FRANKFORT, Ky. - Kentucky is cracking down on distracted driving. As of Thursday, it's illegal to text while driving. State highway officials hope that outlawing the practice will deter motorists from thumbing their cell phones and help them keep their eyes focused on the road. The texting ban also outlaws cell phone use altogether for 16 and 17-year old drivers.

Chuck Geveden, executive director of the Kentucky Office of Highway Safety, says the definition of texting is broader than motorists might think.

"It means reading and sending e-mails on your hands-free device. It also means getting on the Internet with your cell phone, or your Blackberry, or your iPhone. You can't do that either. That's considered as part of the definition of texting."

If motorists are caught, police will issue warnings from now until the first of the year, then fines shift into gear. Beginning January 1, motorists caught texting behind the wheel of a moving car face a $25 fine and court costs; subsequent offenses are subject to a $50 fine.
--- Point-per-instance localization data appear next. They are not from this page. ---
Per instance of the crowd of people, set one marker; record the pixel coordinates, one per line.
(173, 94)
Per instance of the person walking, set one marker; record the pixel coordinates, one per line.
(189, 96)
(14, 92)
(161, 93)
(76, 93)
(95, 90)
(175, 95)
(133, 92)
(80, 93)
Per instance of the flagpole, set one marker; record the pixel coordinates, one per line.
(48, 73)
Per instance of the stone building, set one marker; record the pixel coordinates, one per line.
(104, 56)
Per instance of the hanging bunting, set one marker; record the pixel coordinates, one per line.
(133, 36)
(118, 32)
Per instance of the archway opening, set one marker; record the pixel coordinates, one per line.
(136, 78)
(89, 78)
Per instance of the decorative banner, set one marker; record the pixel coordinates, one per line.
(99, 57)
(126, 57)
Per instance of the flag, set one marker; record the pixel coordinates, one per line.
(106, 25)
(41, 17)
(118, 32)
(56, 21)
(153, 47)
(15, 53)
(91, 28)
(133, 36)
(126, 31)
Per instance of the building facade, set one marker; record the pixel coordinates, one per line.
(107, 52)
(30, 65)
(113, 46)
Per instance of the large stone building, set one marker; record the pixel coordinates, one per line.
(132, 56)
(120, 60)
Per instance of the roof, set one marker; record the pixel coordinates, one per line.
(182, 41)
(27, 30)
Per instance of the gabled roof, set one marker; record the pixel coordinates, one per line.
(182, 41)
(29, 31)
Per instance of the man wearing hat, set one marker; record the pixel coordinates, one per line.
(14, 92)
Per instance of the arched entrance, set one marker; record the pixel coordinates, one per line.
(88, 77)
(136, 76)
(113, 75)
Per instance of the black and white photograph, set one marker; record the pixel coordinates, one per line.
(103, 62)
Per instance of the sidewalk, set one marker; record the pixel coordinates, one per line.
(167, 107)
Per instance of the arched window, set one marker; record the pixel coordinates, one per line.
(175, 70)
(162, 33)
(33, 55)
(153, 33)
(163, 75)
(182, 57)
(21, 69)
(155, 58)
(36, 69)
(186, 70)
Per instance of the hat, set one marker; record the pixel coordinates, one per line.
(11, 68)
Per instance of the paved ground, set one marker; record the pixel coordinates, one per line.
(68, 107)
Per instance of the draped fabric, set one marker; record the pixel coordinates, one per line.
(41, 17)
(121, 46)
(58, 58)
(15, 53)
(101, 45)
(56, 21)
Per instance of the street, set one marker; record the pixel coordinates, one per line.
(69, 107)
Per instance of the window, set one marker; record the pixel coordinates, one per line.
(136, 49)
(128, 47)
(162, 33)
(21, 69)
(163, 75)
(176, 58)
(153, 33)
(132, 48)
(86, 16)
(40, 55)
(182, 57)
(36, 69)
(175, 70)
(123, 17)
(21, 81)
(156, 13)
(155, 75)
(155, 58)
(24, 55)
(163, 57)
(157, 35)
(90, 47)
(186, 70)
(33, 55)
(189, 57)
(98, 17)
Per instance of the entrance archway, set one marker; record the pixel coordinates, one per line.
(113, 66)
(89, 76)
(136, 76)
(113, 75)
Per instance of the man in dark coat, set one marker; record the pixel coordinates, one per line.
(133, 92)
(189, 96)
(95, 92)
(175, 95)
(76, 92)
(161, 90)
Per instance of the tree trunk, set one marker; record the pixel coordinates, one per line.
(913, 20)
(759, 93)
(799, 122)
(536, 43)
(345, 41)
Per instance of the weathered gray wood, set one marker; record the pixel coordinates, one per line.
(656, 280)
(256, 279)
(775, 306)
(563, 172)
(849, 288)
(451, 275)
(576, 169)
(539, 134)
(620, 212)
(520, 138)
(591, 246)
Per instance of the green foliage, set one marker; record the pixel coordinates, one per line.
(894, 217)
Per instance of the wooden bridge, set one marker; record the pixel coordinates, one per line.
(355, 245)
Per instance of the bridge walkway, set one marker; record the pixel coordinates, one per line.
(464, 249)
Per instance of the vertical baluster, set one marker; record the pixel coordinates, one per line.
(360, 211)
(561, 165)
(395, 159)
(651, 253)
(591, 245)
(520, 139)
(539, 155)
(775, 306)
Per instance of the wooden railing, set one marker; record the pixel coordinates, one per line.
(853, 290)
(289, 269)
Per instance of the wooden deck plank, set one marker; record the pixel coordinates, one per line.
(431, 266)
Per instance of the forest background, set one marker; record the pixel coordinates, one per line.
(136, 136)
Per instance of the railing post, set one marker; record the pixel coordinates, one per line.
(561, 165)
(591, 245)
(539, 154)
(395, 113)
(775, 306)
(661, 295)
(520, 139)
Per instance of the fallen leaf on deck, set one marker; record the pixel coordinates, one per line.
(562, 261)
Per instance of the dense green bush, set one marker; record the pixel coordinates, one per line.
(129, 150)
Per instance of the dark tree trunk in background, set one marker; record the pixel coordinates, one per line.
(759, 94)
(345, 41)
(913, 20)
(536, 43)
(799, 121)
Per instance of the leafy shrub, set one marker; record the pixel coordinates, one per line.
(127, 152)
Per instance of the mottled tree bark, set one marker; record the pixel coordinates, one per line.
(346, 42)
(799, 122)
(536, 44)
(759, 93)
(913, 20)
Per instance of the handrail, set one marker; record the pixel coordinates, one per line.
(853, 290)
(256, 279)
The Kentucky Office of Highway Safety says that in 2009, 45 percent of all automobile accidents in Kentucky were due to distracted driving, with cell phone use being the most common practice cited in those crashes. Geveden says the numbers prove that a texting while driving ban is long overdue.
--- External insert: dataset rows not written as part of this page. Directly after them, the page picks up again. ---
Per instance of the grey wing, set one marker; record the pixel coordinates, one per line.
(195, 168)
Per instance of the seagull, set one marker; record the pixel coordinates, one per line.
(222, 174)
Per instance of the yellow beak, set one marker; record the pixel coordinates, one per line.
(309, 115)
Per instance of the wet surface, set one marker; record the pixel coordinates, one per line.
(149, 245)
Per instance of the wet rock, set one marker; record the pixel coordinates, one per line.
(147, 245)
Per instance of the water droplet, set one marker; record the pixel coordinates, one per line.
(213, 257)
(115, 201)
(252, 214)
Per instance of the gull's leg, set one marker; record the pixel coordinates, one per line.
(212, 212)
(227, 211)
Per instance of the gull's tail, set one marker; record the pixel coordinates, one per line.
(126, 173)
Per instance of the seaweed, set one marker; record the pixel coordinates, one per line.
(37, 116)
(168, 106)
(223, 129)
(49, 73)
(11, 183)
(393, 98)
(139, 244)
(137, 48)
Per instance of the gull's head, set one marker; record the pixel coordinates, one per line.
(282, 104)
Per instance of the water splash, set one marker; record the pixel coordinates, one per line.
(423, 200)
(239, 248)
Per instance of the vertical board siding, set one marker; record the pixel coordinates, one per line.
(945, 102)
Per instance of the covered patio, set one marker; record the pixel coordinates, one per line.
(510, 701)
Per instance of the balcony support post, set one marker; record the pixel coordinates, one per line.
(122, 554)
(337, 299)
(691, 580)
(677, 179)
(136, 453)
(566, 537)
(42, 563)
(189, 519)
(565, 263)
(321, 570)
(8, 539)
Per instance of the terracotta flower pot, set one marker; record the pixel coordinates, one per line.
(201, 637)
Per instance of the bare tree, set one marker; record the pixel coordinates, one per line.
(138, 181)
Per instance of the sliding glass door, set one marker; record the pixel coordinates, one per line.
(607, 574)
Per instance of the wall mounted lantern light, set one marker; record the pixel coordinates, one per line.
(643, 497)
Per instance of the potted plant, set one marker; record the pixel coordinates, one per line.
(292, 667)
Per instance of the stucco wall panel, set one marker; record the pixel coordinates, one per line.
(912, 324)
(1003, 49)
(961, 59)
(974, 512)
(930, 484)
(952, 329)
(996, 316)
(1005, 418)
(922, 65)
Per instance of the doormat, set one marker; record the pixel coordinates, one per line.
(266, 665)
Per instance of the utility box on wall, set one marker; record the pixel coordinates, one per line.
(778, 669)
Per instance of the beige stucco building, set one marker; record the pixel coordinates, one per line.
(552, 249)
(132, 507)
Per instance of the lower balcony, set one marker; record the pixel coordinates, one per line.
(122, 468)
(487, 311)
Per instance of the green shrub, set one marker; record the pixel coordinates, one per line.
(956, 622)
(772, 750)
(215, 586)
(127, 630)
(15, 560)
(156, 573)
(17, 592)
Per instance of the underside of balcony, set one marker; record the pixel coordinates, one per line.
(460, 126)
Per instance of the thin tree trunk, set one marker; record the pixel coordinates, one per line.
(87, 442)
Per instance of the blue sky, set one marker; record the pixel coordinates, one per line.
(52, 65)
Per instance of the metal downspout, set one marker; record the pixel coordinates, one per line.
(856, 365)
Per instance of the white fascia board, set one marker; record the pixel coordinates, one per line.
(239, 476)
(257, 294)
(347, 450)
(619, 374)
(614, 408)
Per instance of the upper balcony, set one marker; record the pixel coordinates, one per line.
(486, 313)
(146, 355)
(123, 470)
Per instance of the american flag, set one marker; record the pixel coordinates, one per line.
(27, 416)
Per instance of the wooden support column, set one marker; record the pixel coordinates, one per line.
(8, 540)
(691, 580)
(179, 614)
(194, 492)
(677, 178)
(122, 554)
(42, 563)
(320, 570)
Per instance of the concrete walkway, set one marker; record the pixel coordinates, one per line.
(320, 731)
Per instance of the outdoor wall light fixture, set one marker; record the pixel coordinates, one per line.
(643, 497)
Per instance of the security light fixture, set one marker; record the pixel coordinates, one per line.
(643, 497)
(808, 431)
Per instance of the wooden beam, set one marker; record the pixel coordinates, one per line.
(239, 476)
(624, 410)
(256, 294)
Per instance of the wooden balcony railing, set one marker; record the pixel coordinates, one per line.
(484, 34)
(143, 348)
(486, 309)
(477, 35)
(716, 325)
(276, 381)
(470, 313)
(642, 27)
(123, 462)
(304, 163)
"Distracted driving is deadly driving, whether it be cell phone use or something else; we see people reading a book while they're going down the road; we see people eating, putting on makeup. Distracted driving is deadly driving, but cell phone use is probably the leading cause."

Disobeying the texting-while-driving law in Kentucky is a primary offense, which means a driver can be pulled over if suspected of using a device.